The null hypothesis states that the portfolio’s returns are equivalent to the S&P 500’s returns over a specified period, while the alternative hypothesis states that the portfolio’s returns and the S&P 500’s returns are not equivalent—if the investor conducted a one-tailed test, the alternative hypothesis would state that the portfolio’s returns are either less than or greater than the S&P 500’s returns.

The p-value hypothesis test does not necessarily make use of a preselected confidence level at which the investor should reset the null hypothesis that the returns are equivalent. Instead, it provides a measure of how much evidence there is to reject the null hypothesis. The smaller the p-value, the greater the evidence against the null hypothesis.

Thus, if the investor finds that the p-value is 0.001, there is strong evidence against the null hypothesis, and the investor can confidently conclude the portfolio’s returns and the S&P 500’s returns are not equivalent.

Although this does not provide an exact threshold as to when the investor should accept or reject the null hypothesis, it does have another very practical advantage. P-value hypothesis testing offers a direct way to compare the relative confidence that the investor can have when choosing among multiple different types of investments or portfolios relative to a benchmark such as the S&P 500.

For example, for two portfolios, A and B, whose performance differs from the S&P 500 with p-values of 0.10 and 0.01, respectively, the investor can be much more confident that portfolio B, with a lower p-value, will actually show consistently different results.

A p-value less than 0.05 is typically considered to be statistically significant, in which case the null hypothesis should be rejected. A p-value greater than 0.05 means that deviation from the null hypothesis is not statistically significant, and the null hypothesis is not rejected.

A p-value of 0.001 indicates that if the null hypothesis tested were indeed true, there would be a one in 1,000 chance of observing results at least as extreme.
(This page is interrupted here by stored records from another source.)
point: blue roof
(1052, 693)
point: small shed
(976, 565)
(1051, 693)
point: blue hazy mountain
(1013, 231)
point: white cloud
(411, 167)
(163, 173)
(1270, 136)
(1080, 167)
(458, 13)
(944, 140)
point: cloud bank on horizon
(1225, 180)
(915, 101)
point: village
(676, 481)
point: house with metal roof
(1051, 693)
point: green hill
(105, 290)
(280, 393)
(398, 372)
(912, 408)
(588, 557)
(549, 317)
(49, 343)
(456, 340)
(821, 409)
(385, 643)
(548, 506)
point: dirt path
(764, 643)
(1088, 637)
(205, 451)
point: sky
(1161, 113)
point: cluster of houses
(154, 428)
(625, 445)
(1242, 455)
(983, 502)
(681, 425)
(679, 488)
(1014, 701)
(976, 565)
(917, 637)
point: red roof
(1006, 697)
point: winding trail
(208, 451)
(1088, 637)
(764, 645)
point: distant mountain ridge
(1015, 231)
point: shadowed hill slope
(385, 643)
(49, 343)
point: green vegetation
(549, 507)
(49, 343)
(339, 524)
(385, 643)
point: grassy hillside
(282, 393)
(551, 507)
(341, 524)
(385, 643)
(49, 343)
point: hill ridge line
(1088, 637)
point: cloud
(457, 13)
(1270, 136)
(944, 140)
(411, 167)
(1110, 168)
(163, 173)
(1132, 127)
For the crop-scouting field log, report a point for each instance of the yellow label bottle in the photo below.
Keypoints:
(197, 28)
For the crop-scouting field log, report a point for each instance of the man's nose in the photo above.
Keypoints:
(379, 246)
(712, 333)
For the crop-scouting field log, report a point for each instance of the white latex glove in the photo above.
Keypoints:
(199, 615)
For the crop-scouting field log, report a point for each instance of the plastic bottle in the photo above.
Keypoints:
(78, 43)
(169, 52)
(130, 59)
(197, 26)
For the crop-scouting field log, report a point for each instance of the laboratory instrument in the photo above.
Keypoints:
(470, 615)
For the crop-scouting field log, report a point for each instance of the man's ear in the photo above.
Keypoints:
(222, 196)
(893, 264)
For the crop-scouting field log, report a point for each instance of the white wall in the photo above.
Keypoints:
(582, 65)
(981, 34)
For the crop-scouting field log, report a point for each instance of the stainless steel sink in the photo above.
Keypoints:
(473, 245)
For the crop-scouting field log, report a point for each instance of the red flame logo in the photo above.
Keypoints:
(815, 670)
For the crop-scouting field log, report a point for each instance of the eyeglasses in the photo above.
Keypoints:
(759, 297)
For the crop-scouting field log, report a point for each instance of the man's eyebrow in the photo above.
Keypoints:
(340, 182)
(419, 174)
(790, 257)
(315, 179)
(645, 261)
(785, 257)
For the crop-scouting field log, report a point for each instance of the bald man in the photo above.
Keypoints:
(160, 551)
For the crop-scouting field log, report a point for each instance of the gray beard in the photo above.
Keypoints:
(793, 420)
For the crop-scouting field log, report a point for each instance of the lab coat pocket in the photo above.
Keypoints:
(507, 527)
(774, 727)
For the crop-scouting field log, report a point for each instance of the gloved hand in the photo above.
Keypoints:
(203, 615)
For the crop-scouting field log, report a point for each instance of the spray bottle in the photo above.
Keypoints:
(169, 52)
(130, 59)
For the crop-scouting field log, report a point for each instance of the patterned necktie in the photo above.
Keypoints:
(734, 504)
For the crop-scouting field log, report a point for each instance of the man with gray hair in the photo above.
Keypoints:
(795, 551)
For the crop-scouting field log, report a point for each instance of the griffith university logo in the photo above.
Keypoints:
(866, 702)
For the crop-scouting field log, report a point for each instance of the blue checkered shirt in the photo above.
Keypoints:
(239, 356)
This leads the observer to reject the null hypothesis because either a highly rare data result has been observed, or the null hypothesis is incorrect.

If you have two different results, one with a p-value of 0.04 and one with a p-value of 0.06, the result with a p-value of 0.04 will be considered more statistically significant than the p-value of 0.06. Beyond this simplified example, you could compare a 0.04 p-value to a 0.001 p-value. Both are statistically significant, but the 0.001 example provides an even stronger case against the null hypothesis than the 0.04.

The p-value is used to measure the significance of observational data. When researchers identify an apparent relationship between two variables, there is always a possibility that this correlation might be a coincidence. A p-value calculation helps determine if the observed relationship could arise as a result of chance.

Correction–April 2, 2022: A previous version incorrectly described the p-value as the probability of results arising through random chance.